Classifier Context Limit Handling
Different classifier models have vastly different context windows:
| Model | Context window | Recommended strategy |
|---|---|---|
gpt-4o-mini | 128,000 tokens | truncate |
claude-haiku-4-5 | 200,000 tokens | truncate |
llama-3.1-8b | 8,192 tokens | metadata_only |
gemini-flash-2.0 | 1,000,000 tokens | truncate |
phi-4 | 16,384 tokens | summary |
Three strategies are supported:
metadata_only — the classifier never sees message content, only extracted metadata. Safest for small-context models (< 16k tokens). Lowest classification quality for ambiguous prompts.
truncate — the last user message and a truncated system prompt are included up to contextLimit x 0.6 tokens (leaving headroom for the category list and output). Best trade-off for most models.
summary — a cheap, fast model first generates a 200-token summary of the full context, then the classifier receives that summary. Highest quality for long inputs, but adds one extra API hop.
The strategy and context limit are configured per tenant in the Routing Config UI.
Routing Categories
Open Model Prism ships with 45 built-in routing categories across four cost tiers.
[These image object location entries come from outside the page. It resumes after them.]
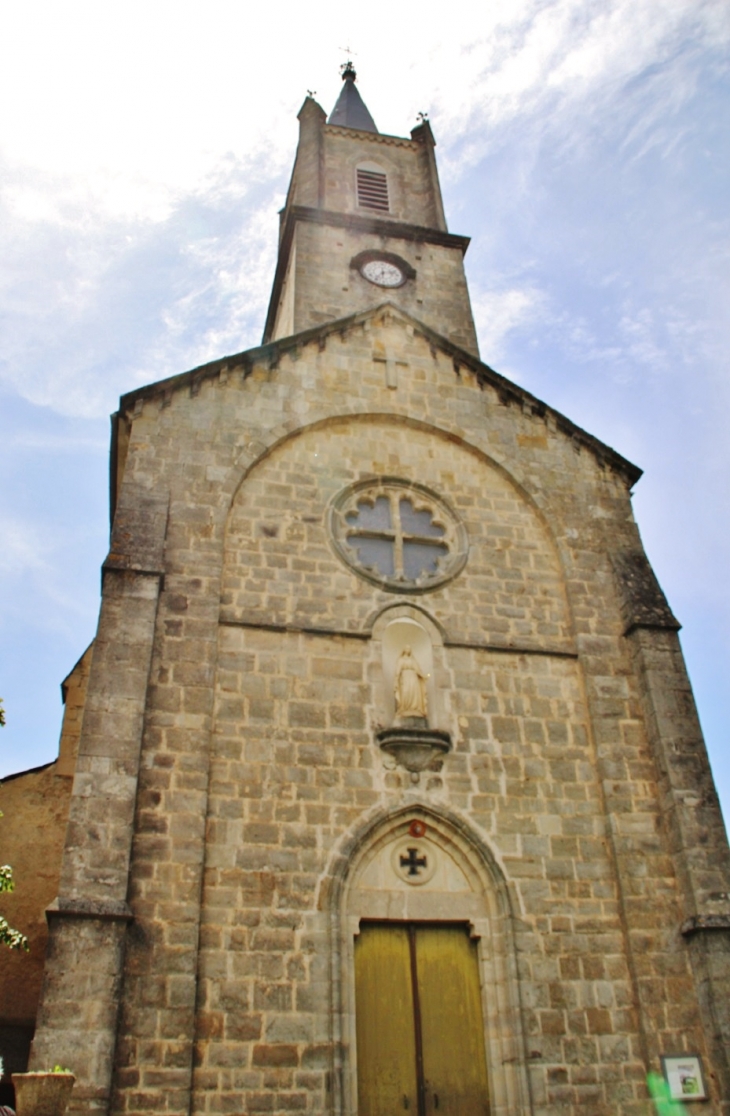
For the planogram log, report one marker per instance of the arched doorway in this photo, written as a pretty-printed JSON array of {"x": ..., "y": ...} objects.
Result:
[{"x": 429, "y": 992}]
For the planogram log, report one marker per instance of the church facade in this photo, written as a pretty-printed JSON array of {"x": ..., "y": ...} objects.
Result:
[{"x": 390, "y": 794}]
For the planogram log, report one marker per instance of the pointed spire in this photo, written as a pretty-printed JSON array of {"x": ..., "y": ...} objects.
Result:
[{"x": 351, "y": 111}]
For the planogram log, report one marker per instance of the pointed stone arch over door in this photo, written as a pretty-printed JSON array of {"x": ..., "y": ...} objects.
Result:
[{"x": 424, "y": 910}]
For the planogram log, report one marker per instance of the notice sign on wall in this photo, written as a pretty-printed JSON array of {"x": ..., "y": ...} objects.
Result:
[{"x": 684, "y": 1077}]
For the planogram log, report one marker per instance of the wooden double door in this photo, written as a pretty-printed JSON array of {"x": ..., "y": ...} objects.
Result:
[{"x": 420, "y": 1027}]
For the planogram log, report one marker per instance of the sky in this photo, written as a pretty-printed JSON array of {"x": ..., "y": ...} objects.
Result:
[{"x": 145, "y": 150}]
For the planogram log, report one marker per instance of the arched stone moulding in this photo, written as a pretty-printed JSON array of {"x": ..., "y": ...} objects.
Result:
[{"x": 467, "y": 886}]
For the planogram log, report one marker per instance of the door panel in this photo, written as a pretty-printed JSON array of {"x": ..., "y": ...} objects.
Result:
[
  {"x": 386, "y": 1076},
  {"x": 452, "y": 1029}
]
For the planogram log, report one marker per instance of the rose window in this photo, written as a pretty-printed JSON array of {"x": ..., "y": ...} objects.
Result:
[{"x": 399, "y": 535}]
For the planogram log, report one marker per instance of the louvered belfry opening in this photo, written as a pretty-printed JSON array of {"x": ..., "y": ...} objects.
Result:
[{"x": 372, "y": 190}]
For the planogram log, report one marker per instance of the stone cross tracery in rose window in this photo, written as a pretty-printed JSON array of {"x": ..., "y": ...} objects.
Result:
[{"x": 395, "y": 538}]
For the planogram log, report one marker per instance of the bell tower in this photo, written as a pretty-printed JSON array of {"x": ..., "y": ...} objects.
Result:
[{"x": 363, "y": 224}]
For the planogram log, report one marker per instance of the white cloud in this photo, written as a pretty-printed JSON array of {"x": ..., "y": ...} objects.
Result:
[{"x": 498, "y": 313}]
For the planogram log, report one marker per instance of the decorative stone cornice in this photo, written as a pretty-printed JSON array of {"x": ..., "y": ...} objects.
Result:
[
  {"x": 101, "y": 910},
  {"x": 701, "y": 923}
]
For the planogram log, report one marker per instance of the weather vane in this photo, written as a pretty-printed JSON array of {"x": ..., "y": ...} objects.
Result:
[{"x": 347, "y": 69}]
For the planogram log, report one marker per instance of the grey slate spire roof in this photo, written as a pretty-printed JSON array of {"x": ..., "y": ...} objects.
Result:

Categories are stored in MongoDB and fully editable — add, remove, rename, or adjust defaults without code changes.
Minimal tier (simple, fast, cheap)
| Key | Description |
|---|---|
smalltalk_simple | Greetings, casual conversation |
translation | Language translation |
format_convert | Convert between formats (Markdown → HTML, JSON → YAML, etc.) |
brainstorming | Quick idea generation, simple lists |
proofreading | Grammar and spelling correction |
summarization_short | Short text summarisation (< 2 pages) |
Low tier (standard tasks)
| Key | Description |
|---|---|
summarization_long | Long document summarisation |
instruction_following | Step-by-step task completion |
function_calling | Tool use, function call generation |
qa_simple | Simple factual Q&A |
classification_extraction | Entity extraction, labelling |
creative_writing | Stories, poems, marketing copy |
sentiment_analysis | Tone and sentiment detection |
devops_infrastructure | Infrastructure scripts, CI/CD, Docker, Kubernetes |
qa_testing | Test case generation, QA scenarios |
Medium tier (complex tasks)
| Key | Description |
|---|---|
code_generation | Write code in any language |
code_review | Review and critique code |
code_debugging | Identify and fix bugs |
data_analysis | Analyse datasets, find patterns |
api_integration | API client code, integration logic |
long_context_processing | Tasks requiring large context windows (> 15k tokens) |
stem_science | Science, engineering, technical calculations |
question_answering_complex | Multi-step reasoning Q&A |
customer_support | Support ticket handling, escalation |
document_understanding | PDF, contract, or report comprehension |
research_synthesis | Summarise multiple sources |
High tier (hardest tasks)
| Key | Description |
|---|---|
reasoning_formal | Mathematical proofs, formal logic |
code_security_review | Security audit, vulnerability analysis |
swe_agentic | Agentic software engineering, multi-step coding |
legal_analysis | Legal document analysis, compliance |
medical_analysis | Clinical/medical content (escalated by domain gate) |
system_design | Architecture, high-level design docs |
multimodal_analysis | Image + text combined analysis |
Preset Profiles
Preset profiles are named bundles of routing categories. When applied, they automatically assign the best available model (ranked by benchmark score for the category's primary capability axis) to each category in the bundle.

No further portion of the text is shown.